Gains in BMI don't particularly signify that people are getting fatter. Often, they mean that people are getting taller or more muscular. American major-league baseball players over the last century, for instance, have shown BMI increases comparable to those of ordinary Englishmen in recent times: but major-league ballplayers are actually a lot healthier, stronger and fitter than they used to be.

Not that anyone's particularly saying that ordinary Englishmen are fitter and healthier than they used to be: but BMI's a pretty stupid way of measuring what is going on. You would see the same BMI increases if everyone started building more muscle mass, or to a lesser degree if lots of people gave up smoking, as they have. And indeed, while Englishmen may be growing, podging or bulking out, there's reason to think that Englishwomen might not be over the longer run. Consider this comparison of UK women in 1951 versus those of today, carried out for the fashion industry rather than for the medical bureaucracy - which needs the obesity numbers to be scary, and which surveys people at home rather than in shops.
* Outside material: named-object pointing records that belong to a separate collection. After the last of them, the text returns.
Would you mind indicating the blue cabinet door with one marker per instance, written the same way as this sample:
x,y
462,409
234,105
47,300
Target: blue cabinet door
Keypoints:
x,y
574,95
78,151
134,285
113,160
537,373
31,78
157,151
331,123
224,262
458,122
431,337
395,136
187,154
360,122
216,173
The fashionistas say that Ms 1951 came in at 5'3" and 9 stone 10, for a BMI of 24.13. Ms Today, however, is an inch and a half taller. If her body depth and breadth had simply increased in proportion, she should weigh 10 stone 6 (and would be magically "overweight").

But, in fact, according to the London College of Fashion, Ms Today actually weighs 10 stone 3. Her body is either less dense or more elongated than that of her grandma.